WHAT YOU SAY: Hi, my name’s Timothy but you can call me Tim
WHAT I HEAR: Hi, my name’s [DEAFENING STATIC] but you can call me ‘mate’ until one of us leaves this job
I respect every moose for having two giant high-fives growing out of his head.
Had a dream that someone was gently rubbing my forehead with sandpaper. Woke up to find my cat gently rubbing my forehead with sandpaper.
me: what’s the last episode of this show that I watched
hulu: I don’t see how that’s any of your business
I scream, you scream, this funeral just got more interesting.

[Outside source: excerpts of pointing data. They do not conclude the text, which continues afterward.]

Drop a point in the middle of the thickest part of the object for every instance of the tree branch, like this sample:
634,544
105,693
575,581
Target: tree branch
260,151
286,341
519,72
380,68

“Ok J Lo, we have a movie for you.”
“Is the male lead obsessed with me?”
“Yes.”
“I’ll do it.”
[asking a girl out]
ME: So do you have a dog?
HER: Yes, I do. She’s very playful.
ME: *nervously* Do you know if she’s busy later?
My husband wants a fourth child. I hope his new wife will be good to my three.
About to shave my legs let me know if anyone is interested in buying extensions
Today’s episode of Wheel of Fortune has been cancelled because Jesus took the wheel.
Judging by their knives, the Swiss Army is mostly bartenders.
Purposely shows cop cleavage to get out of a ticket
Cop: is that an olive in there?
I get pissed if Alexa doesn’t understand my commands with a mouthful of mashed potatoes.
Joseph: *putting his arm around Mary* may I be the first to ever say to you ‘Merry Christmas’
Mary: *shrugging his arm off* we’re Jewish Joseph
Just had my nails done!
Women are like squirrels, very cute from a distance but will fight when you try to pick them up and get them in your car.
The best way to move on after a breakup is to be open to trying new things. Today I’m throwing rocks at joggers.
My kid told his preschool teacher that we have a dog (we don’t) and that our dogs name is barf (?) so no, I don’t trust anything out of a toddler’s mouth
I’m putting salt in this mustard and I’m calling it Saline Dijon and you can’t stop me
I was worried about being overdressed for a Walmart run, but I spilled my dinner on my shirt, so I’m good now.
Hello? Yes, this is the chair store calling, are you sitting down? No? well
i’m in bed naked with my two favourite men on earth, ben and jerry.
Thanks to a hangover, I was the douche wearing sunglasses inside the airport today.
Person: Aw! How old is your dog?
Me: (whispering) I don’t know. (Covers dog’s ears) She’s adopted.